Nanomechanics of the endothelial glycocalyx contribute to Na(+)-induced vascular inflammation.

High dietary salt (NaCl) is a known risk factor for cardiovascular pathologies and inflammation. High plasma Na(+) concentrations (high Na(+)) have been shown to stiffen the endothelial cortex and decrease nitric oxide (NO) release, a hallmark of endothelial dysfunction.

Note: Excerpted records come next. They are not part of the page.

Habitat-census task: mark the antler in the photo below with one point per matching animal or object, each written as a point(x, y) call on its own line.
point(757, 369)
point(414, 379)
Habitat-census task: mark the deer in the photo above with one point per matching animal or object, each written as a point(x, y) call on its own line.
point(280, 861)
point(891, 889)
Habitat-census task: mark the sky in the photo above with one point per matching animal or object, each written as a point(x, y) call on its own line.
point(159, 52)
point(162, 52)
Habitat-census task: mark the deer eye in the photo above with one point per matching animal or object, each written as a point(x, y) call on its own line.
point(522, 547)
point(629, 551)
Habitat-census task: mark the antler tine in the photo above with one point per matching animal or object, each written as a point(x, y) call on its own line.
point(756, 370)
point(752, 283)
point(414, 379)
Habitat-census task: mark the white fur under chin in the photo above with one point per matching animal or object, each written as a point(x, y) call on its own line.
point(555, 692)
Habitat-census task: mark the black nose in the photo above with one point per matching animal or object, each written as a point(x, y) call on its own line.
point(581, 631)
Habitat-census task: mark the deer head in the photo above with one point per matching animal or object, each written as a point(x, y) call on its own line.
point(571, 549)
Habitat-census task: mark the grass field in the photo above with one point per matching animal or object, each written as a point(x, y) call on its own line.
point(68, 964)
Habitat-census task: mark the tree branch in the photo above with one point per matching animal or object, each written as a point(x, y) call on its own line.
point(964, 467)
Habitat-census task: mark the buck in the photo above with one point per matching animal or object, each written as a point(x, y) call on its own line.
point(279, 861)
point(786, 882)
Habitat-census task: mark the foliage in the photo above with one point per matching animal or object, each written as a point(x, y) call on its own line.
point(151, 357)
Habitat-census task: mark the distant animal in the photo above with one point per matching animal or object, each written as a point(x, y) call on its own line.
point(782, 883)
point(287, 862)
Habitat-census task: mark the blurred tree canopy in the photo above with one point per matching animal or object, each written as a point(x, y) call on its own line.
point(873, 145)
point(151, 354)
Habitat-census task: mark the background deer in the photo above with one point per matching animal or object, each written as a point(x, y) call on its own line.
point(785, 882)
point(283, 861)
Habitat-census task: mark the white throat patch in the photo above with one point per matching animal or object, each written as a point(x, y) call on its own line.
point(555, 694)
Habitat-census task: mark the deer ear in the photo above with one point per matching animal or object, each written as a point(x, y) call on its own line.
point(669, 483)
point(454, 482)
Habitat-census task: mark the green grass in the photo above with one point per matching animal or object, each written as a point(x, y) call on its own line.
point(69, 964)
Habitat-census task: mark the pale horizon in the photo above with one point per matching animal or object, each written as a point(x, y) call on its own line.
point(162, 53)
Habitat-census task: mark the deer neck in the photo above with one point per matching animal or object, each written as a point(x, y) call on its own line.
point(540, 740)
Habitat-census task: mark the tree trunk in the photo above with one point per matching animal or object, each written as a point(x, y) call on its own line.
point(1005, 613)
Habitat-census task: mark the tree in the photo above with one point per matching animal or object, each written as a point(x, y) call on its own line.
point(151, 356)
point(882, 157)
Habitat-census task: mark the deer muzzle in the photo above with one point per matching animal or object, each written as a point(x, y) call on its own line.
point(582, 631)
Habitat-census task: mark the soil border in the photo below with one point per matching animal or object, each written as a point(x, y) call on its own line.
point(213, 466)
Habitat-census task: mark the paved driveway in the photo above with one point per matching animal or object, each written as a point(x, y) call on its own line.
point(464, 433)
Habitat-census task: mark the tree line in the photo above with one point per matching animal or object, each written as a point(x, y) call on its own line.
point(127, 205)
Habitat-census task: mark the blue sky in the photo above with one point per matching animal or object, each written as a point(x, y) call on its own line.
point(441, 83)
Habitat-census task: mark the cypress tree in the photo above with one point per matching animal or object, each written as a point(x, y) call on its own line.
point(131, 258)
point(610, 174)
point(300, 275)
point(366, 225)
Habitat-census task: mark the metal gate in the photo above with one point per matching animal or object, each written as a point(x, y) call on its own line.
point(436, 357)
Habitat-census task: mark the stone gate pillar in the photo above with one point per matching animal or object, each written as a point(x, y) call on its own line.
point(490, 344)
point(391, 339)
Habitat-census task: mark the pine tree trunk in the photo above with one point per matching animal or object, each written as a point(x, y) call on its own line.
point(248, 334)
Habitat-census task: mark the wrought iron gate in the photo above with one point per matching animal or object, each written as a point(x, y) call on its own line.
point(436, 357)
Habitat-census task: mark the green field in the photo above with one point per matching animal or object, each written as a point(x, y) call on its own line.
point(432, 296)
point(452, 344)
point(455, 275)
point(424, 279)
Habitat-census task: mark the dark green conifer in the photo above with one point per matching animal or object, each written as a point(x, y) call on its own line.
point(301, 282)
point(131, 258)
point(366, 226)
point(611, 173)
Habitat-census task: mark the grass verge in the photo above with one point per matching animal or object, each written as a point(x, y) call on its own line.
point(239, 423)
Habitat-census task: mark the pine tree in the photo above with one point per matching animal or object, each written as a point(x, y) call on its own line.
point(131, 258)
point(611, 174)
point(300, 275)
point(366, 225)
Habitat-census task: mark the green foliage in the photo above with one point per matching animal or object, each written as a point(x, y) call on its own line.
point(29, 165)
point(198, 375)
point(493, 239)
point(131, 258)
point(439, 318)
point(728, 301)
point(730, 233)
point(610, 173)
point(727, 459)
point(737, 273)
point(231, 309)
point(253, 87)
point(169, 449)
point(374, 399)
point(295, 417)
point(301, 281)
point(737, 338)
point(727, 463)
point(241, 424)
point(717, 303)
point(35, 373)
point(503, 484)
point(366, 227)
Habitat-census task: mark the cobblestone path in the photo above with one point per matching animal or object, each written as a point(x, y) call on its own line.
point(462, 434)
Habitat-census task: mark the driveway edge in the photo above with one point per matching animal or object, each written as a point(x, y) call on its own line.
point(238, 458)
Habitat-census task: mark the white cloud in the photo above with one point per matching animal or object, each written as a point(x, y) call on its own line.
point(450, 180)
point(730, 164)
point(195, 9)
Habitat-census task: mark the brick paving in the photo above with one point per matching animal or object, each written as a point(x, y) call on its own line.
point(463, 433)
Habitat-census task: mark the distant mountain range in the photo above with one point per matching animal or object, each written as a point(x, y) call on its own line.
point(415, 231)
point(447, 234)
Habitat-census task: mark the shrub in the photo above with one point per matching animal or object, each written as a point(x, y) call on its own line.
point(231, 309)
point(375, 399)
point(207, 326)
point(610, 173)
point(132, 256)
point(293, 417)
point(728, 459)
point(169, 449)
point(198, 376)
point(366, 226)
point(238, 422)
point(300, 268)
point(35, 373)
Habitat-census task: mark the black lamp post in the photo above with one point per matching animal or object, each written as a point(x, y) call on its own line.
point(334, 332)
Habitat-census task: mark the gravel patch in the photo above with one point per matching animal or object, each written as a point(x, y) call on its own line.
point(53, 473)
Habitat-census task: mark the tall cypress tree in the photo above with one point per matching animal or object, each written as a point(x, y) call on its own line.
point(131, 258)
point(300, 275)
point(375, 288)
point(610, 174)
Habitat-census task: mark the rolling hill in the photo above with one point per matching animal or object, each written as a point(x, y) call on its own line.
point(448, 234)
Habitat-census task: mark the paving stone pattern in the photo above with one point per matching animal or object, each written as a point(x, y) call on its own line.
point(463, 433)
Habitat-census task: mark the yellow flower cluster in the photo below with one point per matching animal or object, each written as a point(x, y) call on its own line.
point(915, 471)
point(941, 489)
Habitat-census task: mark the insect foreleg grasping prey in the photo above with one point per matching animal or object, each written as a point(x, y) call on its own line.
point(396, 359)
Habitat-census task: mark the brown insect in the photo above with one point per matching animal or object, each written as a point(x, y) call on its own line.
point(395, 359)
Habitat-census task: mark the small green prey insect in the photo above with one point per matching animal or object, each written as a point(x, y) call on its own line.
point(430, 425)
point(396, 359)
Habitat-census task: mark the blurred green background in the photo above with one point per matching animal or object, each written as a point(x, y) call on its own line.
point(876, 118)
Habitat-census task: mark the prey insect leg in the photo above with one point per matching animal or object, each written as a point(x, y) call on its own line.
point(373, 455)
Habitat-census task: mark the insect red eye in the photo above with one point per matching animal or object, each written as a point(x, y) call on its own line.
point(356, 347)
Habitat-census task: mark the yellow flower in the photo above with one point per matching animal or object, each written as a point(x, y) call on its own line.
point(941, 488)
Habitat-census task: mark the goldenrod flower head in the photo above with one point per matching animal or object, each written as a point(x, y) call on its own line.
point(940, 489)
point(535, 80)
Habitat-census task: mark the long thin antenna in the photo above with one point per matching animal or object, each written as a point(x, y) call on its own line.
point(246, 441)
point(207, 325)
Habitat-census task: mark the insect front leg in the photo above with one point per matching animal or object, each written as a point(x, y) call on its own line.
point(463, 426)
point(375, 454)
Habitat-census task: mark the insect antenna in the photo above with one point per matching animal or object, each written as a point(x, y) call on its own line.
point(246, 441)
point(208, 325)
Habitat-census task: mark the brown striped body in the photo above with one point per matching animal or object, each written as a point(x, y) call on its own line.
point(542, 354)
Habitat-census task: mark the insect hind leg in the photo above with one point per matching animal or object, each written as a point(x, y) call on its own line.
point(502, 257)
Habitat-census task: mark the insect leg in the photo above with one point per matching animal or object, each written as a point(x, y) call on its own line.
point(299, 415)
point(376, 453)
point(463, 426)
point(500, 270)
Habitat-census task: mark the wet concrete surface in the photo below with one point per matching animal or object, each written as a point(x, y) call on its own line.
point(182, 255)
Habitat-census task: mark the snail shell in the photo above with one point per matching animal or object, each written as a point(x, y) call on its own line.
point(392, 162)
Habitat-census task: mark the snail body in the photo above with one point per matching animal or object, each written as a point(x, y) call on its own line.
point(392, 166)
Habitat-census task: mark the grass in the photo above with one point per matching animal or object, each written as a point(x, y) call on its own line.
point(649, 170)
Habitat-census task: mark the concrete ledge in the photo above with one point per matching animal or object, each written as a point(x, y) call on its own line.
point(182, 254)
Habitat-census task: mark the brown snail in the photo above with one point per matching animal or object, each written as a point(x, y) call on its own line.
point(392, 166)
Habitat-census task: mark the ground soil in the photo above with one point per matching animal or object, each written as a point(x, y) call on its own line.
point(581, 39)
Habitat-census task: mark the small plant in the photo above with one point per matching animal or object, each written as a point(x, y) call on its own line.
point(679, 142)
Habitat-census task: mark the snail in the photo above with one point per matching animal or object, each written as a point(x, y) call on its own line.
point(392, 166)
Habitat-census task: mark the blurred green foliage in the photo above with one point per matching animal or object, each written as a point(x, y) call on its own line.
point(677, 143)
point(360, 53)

Here we report that chronic high Na(+) damages the endothelial glycocalyx (eGC), induces release of inflammatory cytokines from the endothelium and promotes monocyte adhesion. Single cell force spectroscopy reveals that high Na(+) enhances vascular adhesion protein-1 (VCAM-1)-dependent adhesion forces between monocytes and endothelial surface, giving rise to increased numbers of adherent monocytes on the endothelial surface. Mineralocorticoid receptor antagonism with spironolactone prevents high Na(+)-induced eGC deterioration, decreases monocyte-endothelium interactions, and restores endothelial function, indicated by increased release of NO. Whereas high Na(+) decreases NO release, it induces endothelial release of the pro-inflammatory cytokines IL-1ß and TNFα. However, in contrast to chronic salt load (hours), in vivo and in vitro, an acute salt challenge (minutes) does not impair eGC function. This study identifies the eGC as important mediator of inflammatory processes and might further explain how dietary salt contributes to endothelialitis and cardiovascular pathologies by linking endothelial nanomechanics with vascular inflammation.